Some items are more suited to drawers, some to open shelves, and some to cabinets. Part of this equation is how dusty the environment and whether the given items to be stored should be kept behind closed doors. Another consideration is sun exposure. I keep herbs and spices in dark-colored glass jars and enclosed behind a pantry cupboard door.
How To Save Space with Useful Gadgets
I’m tempted to call this section ‘Why I Love My Instant Pot.’ Seriously. I was a late-comer to this recently trendy gadget, having acquired one only a few months ago. When I unboxed it and set it on my countertop, where it took up about a quarter of my available counter space (I got the six-quart model), I shook my head and thought, “No way is this thing going to earn its keep.” But it has, and it does. The thing is, since it’s able to do the work of a slow cooker, a rice cooker, a steamer, and a pressure cooker, I was able to get rid of a number of these former gadgets to gain some extra space. And of course, it saves a mountain of time as well.

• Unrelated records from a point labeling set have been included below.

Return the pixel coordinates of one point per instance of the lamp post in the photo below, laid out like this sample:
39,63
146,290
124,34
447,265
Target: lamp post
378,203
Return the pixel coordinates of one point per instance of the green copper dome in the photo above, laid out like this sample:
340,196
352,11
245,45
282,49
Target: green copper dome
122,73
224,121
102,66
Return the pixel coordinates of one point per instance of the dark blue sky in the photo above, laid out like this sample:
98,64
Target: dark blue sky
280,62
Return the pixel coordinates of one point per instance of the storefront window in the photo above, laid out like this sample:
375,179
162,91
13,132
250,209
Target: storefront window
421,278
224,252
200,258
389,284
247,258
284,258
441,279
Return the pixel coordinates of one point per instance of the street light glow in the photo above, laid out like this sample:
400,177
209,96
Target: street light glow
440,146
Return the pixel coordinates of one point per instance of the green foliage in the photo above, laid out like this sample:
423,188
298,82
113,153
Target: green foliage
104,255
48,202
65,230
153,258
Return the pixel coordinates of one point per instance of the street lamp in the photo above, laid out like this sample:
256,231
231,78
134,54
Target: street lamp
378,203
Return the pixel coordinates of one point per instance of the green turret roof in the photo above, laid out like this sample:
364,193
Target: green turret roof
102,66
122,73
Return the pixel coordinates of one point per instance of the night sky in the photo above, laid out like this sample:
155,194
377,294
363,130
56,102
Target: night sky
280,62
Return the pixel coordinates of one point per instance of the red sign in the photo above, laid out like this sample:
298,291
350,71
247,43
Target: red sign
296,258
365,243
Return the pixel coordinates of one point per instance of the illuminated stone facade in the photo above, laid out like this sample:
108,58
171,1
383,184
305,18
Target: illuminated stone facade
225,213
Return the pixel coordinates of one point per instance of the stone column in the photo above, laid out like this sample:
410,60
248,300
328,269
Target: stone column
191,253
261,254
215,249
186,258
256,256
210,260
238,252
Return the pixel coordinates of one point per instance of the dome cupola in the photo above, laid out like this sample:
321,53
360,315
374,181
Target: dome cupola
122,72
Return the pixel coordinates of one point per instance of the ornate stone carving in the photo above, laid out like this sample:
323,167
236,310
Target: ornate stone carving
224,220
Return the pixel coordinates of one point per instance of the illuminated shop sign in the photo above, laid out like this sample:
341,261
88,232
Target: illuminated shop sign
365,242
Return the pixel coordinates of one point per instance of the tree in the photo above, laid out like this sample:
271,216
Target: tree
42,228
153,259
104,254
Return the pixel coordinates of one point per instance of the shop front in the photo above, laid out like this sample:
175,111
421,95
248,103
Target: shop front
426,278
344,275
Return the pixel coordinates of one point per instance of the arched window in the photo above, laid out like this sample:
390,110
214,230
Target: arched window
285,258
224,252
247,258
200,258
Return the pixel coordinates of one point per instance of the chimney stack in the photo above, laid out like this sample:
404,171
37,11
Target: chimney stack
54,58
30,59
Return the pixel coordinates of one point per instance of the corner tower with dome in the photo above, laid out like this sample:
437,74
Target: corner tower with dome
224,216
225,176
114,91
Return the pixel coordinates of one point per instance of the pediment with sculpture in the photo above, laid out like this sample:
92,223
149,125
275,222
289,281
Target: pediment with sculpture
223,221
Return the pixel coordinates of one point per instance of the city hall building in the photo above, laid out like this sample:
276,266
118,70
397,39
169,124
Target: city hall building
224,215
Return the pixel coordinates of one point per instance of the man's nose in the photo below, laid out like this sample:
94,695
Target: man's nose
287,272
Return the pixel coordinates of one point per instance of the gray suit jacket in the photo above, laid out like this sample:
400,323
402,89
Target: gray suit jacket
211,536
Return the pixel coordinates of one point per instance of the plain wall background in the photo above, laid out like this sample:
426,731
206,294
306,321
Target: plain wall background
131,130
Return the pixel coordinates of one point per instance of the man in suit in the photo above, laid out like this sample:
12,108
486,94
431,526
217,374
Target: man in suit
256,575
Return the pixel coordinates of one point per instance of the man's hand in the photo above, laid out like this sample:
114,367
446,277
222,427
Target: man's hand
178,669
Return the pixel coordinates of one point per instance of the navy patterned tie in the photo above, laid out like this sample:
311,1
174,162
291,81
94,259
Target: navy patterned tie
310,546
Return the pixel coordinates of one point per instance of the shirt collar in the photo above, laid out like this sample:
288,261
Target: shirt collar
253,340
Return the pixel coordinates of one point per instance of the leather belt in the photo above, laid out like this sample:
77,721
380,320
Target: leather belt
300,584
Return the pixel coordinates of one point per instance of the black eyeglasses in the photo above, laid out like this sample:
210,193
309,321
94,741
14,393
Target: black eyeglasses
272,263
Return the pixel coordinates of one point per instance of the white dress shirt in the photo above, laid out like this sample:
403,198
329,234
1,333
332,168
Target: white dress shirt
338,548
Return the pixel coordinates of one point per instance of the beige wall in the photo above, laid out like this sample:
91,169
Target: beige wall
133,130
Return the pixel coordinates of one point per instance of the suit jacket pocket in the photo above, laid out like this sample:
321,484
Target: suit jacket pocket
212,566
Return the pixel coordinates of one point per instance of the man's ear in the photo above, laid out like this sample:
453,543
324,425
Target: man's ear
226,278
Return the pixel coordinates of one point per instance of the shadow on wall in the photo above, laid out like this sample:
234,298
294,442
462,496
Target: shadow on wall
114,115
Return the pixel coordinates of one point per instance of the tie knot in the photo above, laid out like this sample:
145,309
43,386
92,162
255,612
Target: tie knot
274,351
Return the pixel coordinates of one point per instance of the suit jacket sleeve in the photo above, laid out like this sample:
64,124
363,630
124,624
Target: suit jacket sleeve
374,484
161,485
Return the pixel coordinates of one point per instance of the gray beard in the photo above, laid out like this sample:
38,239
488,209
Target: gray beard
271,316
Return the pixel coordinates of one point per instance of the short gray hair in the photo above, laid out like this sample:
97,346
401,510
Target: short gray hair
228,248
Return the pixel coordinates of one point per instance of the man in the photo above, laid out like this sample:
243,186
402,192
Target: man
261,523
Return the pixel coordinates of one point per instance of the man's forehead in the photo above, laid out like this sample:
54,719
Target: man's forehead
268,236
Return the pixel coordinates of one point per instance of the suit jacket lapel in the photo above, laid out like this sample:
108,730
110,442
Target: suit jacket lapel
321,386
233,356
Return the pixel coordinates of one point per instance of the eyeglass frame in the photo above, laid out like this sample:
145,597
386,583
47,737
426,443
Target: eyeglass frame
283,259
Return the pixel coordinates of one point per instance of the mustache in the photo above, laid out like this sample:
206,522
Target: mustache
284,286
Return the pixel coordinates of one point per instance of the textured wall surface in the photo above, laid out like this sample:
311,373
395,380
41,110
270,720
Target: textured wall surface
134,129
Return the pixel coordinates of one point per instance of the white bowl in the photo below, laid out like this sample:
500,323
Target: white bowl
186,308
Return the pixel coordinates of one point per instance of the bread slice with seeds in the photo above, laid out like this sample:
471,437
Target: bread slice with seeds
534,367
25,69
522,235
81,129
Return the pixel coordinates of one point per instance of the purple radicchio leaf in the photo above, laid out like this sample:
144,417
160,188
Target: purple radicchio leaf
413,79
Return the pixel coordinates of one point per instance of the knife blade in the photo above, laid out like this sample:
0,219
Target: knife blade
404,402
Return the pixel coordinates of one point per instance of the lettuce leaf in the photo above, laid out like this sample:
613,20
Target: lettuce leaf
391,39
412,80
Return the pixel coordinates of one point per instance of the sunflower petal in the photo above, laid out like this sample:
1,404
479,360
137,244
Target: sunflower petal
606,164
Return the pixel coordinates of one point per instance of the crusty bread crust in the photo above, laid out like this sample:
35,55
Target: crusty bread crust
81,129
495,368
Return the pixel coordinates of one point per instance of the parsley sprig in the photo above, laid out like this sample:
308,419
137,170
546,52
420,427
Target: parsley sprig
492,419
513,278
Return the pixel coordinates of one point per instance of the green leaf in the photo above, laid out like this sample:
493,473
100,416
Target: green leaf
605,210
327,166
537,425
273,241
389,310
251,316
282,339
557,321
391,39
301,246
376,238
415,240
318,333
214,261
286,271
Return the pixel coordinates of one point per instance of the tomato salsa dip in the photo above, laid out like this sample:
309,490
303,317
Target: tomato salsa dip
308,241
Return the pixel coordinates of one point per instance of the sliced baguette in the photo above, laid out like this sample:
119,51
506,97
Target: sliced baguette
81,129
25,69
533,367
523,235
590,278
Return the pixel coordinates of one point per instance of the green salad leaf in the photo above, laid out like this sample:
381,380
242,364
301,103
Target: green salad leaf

What Are Some Added Benefits of a Tiny Kitchen?
The Magic Triangle
The limited size of a Tiny House kitchen has an upside as well. In kitchen design, there’s the concept of the ‘magic triangle.’ To create the work triangle, lines are drawn on the floor plan between the sink, the refrigerator, and the cooktop. The concept is that, to maximize efficiency, no leg of the triangle should be more than nine feet long. That’s highly unlikely to happen in a Tiny House kitchen. Granted, the magic triangle principle argues for a minimum distance for these elements too, but my experience says that this isn’t as important. I love that I can stand in the center of my kitchen and turn three hundred and sixty degrees on the spot, and be almost within reach (or within an extra step or two) of everything. It’s very efficient to cook there.
Turn Up the Volume
I don’t know about you, but I love to turn up the music while I’m in the kitchen. One other bonus to cooking in a Tiny House is that you can turn up the tunes no matter where your Tiny House stereo or docking station is located and be able to move to the beat while whipping up your favorite concoctions.
What to include in a Tiny House kitchen is a highly personal decision. For someone who dines out for most meals, habitually grabs takeout on the way home, or is happy to microwave frozen meals, it doesn’t make sense to dedicate much square footage to the kitchen. But for those of us who find joy and satisfaction in creating a good home-cooked meal, my aim here has been to show that it’s possible to include almost everything but—or rather, including—the kitchen sink in a Tiny House kitchen. Yes, there will be times (daily?) when I would love to have one or two more linear feet of countertop space, but at the end of the day, what I have is perfectly adequate. And I must say that I enjoy cooking in my Tiny kitchen more than I have in any standard size kitchen I’ve used.